The demand on Egypt’s US dollar-denominated bonds was very high, as the Ministry of Finance received offers from 729 investment bodies, compared to 230 investment bodies for previous bonds in 2015, according to deputy minister of finance for monetary policies of the Ahmed Kojak.
The comments came amid a meeting held by Minister of Finance Amr El-Garhy on Wednesday to talk about Egypt’s new issuance of treasury bonds, targeting to gain $4bn.
Kojak added that 92% of offers were from investment funds or banks, and only 8% were from pension banks, which reflects that investors trust Egypt’s economy after the government implemented economic reforms, such as the value-added tax.
Regarding the interest rate, Kojak said that the rate was fair compared to the previous issuance in 2015. He stated that some countries with similar conditions offered bonds at lower interest rates.

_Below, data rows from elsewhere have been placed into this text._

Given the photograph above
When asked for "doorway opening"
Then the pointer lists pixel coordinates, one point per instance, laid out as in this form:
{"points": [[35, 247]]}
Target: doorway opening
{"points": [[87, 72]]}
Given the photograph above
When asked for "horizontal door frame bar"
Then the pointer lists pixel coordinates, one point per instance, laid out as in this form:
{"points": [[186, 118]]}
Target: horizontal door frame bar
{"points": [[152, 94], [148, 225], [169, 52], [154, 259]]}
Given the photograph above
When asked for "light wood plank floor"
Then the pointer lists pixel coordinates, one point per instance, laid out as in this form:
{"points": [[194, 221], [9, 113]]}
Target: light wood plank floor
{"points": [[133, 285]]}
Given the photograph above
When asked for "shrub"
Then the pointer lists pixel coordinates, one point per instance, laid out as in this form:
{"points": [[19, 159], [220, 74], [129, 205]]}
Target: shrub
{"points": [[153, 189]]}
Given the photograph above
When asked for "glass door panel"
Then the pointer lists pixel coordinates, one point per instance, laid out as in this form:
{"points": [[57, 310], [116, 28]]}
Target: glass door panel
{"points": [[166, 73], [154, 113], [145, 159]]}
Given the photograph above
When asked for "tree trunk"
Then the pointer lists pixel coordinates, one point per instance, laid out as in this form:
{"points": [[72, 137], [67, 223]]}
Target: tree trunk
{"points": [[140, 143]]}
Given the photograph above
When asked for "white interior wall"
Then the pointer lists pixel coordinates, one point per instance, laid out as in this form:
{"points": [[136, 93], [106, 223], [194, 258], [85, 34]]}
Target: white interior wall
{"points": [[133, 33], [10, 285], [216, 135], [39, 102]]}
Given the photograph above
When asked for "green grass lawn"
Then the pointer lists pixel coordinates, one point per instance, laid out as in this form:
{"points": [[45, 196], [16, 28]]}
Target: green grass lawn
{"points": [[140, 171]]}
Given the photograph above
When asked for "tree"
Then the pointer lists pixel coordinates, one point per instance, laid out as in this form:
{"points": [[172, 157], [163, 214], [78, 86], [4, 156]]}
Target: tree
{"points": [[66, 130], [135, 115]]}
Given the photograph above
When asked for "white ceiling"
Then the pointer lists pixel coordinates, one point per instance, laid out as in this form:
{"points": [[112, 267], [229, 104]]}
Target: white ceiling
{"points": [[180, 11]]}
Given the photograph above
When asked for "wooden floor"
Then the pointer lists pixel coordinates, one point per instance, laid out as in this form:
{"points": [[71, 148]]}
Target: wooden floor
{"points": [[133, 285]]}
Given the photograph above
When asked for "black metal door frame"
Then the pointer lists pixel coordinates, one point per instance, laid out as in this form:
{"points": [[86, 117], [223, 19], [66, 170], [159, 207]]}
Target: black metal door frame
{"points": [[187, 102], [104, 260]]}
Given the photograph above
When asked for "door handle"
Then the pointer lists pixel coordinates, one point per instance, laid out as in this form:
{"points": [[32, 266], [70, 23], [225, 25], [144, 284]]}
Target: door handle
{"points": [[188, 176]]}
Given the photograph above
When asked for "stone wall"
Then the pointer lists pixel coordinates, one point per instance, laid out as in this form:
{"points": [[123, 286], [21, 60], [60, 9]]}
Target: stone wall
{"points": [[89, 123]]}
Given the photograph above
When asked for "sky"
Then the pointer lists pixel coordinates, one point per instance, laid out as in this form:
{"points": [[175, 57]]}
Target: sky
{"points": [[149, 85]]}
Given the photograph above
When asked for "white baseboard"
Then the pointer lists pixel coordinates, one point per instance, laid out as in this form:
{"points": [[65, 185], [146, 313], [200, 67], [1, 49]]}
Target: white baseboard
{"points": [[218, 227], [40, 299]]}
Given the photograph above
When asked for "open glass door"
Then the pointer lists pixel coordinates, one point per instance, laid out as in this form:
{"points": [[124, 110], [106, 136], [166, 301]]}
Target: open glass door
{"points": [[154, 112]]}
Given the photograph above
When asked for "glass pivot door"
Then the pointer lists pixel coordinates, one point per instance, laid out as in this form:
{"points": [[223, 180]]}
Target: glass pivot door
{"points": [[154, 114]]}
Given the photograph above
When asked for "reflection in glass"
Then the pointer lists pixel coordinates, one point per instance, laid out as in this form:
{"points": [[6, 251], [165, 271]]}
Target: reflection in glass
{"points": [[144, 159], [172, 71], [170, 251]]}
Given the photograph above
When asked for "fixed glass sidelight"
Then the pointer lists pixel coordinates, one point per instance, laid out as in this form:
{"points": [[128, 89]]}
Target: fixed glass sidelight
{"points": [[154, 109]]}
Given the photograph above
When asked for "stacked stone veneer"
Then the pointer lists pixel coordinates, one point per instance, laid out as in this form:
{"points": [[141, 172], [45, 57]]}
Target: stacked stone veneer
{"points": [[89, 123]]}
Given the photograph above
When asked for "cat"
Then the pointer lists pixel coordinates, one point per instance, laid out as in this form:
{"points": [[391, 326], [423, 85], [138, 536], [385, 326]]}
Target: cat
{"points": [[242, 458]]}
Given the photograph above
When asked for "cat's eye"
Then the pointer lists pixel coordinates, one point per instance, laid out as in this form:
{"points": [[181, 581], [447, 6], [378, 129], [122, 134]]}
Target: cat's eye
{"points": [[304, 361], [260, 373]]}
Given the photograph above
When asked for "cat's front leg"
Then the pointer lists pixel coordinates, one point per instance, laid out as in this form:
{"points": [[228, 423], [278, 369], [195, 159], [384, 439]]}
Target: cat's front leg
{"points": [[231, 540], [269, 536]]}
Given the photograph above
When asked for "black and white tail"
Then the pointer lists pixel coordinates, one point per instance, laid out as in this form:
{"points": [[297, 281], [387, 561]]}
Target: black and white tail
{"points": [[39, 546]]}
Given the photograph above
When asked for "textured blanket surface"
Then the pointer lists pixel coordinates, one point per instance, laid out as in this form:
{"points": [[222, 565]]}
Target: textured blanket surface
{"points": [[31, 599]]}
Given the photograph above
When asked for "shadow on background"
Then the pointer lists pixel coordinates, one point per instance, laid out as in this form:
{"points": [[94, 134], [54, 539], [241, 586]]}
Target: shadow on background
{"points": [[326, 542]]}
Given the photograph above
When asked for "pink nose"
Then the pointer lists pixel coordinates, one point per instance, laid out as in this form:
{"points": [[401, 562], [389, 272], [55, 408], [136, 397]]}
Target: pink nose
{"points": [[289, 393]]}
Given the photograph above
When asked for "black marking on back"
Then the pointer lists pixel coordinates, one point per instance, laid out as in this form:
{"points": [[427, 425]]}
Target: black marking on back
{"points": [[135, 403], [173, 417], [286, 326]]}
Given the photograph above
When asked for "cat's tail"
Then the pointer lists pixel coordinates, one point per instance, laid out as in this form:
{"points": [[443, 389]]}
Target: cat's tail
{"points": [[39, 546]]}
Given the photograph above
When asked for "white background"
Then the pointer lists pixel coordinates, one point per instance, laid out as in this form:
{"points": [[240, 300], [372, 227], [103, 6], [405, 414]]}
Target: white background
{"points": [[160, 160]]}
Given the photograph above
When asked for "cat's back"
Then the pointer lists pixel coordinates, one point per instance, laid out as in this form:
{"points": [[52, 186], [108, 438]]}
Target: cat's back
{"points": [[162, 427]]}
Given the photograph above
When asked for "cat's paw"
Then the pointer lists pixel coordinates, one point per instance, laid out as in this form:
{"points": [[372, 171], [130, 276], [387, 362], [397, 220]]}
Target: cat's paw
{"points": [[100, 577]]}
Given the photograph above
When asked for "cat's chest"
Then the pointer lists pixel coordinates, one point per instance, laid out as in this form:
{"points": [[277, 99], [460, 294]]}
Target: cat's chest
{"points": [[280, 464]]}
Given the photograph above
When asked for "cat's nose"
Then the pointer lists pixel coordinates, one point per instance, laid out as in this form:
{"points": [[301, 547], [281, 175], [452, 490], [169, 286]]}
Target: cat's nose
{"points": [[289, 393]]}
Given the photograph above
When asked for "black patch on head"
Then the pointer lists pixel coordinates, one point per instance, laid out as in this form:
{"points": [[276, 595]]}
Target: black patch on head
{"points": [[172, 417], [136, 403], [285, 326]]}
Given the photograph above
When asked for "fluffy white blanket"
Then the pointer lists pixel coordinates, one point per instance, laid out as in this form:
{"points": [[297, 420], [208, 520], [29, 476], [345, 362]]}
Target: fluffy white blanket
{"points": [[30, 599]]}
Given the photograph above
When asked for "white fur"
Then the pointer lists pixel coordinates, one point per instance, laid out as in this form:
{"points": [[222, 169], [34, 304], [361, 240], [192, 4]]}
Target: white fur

El-Garhy stated that experts believe the current rate is almost “in the sweet spot.”
Kojak also said that the financial gap for the current fiscal year was covered, and almost covered for next fiscal year 2017/2018.
The $4bn were distributed across 5-year, 10-year, and 30-year bonds at a face value of 6.125%, 7.5%, and 8.5%, respectively. The bonds were geographically distributed between North America (50%), Europe (40%), Asia, and the Middle East.
Egypt is expected to receive the $4bn by the end of January or early February. This bond issuance is the biggest in Egyptian and African history, according to El-Garhy. Egypt has issued $1.5bn worth of government bonds earlier in 2015, he added, stating that the increase on demand for Egyptian bonds reflects the progress in the Egyptian economy after the economic reform programme was adopted.
Egypt has been seeking to bridge its financial gap from a variety of funding sources, including grants, loans, aid, and the issuance of bonds, according to an IMF report.
Moreover, “the Egyptian government and the ministry are currently studying the probability of issuing Chinese renminbi-denominated Panda bonds and Japanese yen-denominated Samurai bonds, following the strong demand on Egypt and the trust in its reforms”, said Al-Garhy.
The minister said that the ministry decided to raise the value of the bonds due to the high demand, adding that the ministry held meetings with more than 120 investors.